Corundum powder with the average particle size of 28 µm was sprayed. Diameter D of the circle circumscribed around the outlet holes of the supplementary gas channels was 10 mm. Internal diameter of the interelectrode insert was 10 mm and its length L 6.2 mm, that is the ratio D/L was equal to 1.612 thus being within the range of 0.6..1.7. Arc current was maintained equal to 200 A, plasma forming gas (air) flow rate was equal to 0.8 g/sec. Arc voltage was 150 V. The following parametres of the spraying process were obtained: output 2.7 kg/h; powder utilization factor 0.78; adhesion strength of the coating 27 MPa; porosity 2%.

Example 2.

The procedure used to prepare the corundum coating was the same as described in Example 1. The difference was in the length L of the interelectrode insert being equal to 5.8 mm, that is the ratio D/L being 1.724 i.e. beyond the 0.6...1.7 range.
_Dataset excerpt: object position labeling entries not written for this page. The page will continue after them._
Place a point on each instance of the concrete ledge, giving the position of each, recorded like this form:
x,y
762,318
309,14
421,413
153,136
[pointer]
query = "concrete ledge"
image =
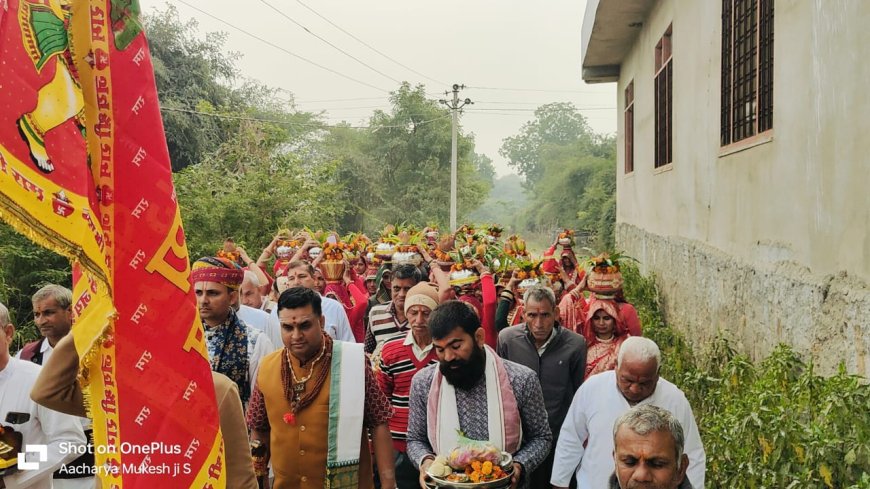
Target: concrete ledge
x,y
601,74
758,305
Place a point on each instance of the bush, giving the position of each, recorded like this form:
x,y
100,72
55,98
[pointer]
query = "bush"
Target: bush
x,y
774,424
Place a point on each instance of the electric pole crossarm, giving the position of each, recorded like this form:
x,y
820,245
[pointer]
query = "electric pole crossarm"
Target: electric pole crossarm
x,y
454,106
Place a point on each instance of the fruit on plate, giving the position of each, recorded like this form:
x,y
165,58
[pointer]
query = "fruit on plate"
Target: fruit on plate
x,y
439,467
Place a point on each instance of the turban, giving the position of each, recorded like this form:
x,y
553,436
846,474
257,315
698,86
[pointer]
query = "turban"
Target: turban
x,y
422,294
219,270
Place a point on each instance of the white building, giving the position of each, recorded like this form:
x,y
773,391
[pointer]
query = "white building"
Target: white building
x,y
743,164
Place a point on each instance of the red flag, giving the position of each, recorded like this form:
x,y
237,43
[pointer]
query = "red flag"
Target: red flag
x,y
84,170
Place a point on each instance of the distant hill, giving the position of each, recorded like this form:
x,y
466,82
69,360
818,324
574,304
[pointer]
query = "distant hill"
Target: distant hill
x,y
506,200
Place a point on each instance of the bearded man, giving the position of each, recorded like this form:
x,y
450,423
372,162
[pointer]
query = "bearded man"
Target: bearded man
x,y
305,411
474,391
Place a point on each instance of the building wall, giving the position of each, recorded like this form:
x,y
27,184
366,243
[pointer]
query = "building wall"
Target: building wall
x,y
769,230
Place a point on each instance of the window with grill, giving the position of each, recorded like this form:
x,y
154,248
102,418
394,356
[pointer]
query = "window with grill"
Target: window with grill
x,y
664,100
629,127
747,69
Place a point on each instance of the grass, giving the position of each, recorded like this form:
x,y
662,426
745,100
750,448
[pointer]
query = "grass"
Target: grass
x,y
770,424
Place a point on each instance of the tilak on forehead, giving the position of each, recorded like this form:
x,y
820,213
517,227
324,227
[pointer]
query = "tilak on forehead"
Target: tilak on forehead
x,y
219,270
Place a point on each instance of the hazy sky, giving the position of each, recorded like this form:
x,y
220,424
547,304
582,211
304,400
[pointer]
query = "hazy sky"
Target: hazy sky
x,y
484,44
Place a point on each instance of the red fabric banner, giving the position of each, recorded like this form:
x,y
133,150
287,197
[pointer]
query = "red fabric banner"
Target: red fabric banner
x,y
84,170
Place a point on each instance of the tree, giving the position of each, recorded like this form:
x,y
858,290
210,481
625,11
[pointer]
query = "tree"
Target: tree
x,y
570,175
252,186
192,74
555,124
483,165
24,268
399,168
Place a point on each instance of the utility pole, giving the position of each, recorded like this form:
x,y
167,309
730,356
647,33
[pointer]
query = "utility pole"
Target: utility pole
x,y
455,105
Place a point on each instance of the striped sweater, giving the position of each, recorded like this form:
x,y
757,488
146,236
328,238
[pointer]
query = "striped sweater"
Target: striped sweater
x,y
396,366
383,326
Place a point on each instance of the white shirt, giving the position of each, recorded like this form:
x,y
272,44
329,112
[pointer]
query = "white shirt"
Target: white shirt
x,y
336,325
263,321
420,353
58,431
45,348
597,405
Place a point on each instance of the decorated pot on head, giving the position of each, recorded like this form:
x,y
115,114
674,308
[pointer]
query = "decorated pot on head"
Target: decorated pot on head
x,y
604,284
460,278
605,278
411,257
332,270
385,251
526,283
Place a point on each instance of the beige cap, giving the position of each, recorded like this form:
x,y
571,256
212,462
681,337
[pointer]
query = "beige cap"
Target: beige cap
x,y
422,294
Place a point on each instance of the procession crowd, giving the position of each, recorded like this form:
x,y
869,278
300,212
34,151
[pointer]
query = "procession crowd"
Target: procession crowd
x,y
413,361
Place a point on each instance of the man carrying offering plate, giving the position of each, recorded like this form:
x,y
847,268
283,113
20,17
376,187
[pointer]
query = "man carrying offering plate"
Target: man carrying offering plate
x,y
473,399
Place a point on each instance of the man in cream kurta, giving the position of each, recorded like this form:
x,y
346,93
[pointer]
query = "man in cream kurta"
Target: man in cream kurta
x,y
602,399
60,433
305,407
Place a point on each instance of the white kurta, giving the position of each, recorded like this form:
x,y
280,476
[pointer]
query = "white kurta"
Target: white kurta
x,y
45,348
263,321
593,412
60,432
337,325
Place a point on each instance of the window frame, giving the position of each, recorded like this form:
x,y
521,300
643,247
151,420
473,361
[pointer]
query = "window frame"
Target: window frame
x,y
628,125
755,45
663,91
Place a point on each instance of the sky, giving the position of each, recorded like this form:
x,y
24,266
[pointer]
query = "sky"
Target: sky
x,y
512,56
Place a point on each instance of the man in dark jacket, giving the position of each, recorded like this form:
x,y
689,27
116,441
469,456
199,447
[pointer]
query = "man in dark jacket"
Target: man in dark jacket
x,y
648,446
556,354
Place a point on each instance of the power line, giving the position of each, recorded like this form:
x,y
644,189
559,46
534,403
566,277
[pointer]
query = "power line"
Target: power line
x,y
531,90
280,48
521,103
291,123
368,45
521,114
342,51
338,100
517,109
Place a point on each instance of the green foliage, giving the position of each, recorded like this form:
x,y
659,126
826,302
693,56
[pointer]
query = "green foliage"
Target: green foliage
x,y
569,177
767,425
555,124
24,268
190,73
398,170
249,188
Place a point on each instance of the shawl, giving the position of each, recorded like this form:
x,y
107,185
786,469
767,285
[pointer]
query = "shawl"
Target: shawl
x,y
228,351
503,415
The following parametres of the spraying process were obtained: output is 0.9 kg/h; powder utilization factor 0.25; adhesion strength of the coating 12 MPa; porosity 15%. These parametres are much lower than those in the Example 1.

Example 3.

The procedure used to prepare the corundum coating was the same as described in Example 1. The difference was in the length L of the interelectrode insert being equal to 15.8 mm, i.e. the D/L ration being 0.633 that is within the 0.6...1.7 range. The same spraying process parametres were obtained as those in the Example 1.

Example 4

The procedure used to prepare the corundum coating was the same as described in Example 1. The difference was in the length L of the interelectrode insert being equal to 18.18 mm, i.e. the D/L ratio being 0.55, that is below the 0.6...1.7 range. It was found out that the plasma flow parameters were unstable, double arc formation occurs.
The present invention is not limited to the air plasma spray gun shown in FIGS.1 and 2. Among other things, in the present design of the air plasma spray gun the supplementary gas channels may be autonomous, i.e. the gas in them may not be fed from the cathode section of the arc channel as shown in FIG.1, but from the outside source. In this case the composition of this gas may differ from that of the plasma-forming gas. Furthermore, the axes of the supplementary gas channels may not be parallel to the axis of the arc channel but at an angle to the axis thereof, and the supplementary channels themselves may be of the shape differing from cylindrical one.

Industrial Applicability

The invention may be employed for coat spraying, particle spheroidization, facing and etc., mainly when refractory powders with low heat conductivity and low density are used (among them aluminium oxide, circonium oxide, chromium oxid and the like).

Claims

An air plasma spray gun comprising a first electrode (1), an inlet nozzle (2), an interelectrode insert (3) a second electrode (4) and supplementary gas channels (6) located around an arc channel (5) defined by the internal surfaces of the inlet nozzle (2) of the interelectrode insert (3) and of the second electrode (4), the supplementary gas channels (6) being in communication with this arc channel (5), characterized in that the supplementary gas channels (6) are provided in the inlet nozzle (2), with the internal diameter of the interelectrode insert (3) being not less than the diameter of the circle (8) circumscribed around the outlet holes of the supplementary gas channels (6), and the ratio of the diameter of this circle (8) to the length of the interelectrode insert (3) being within the range of from 0.6 to 1.7.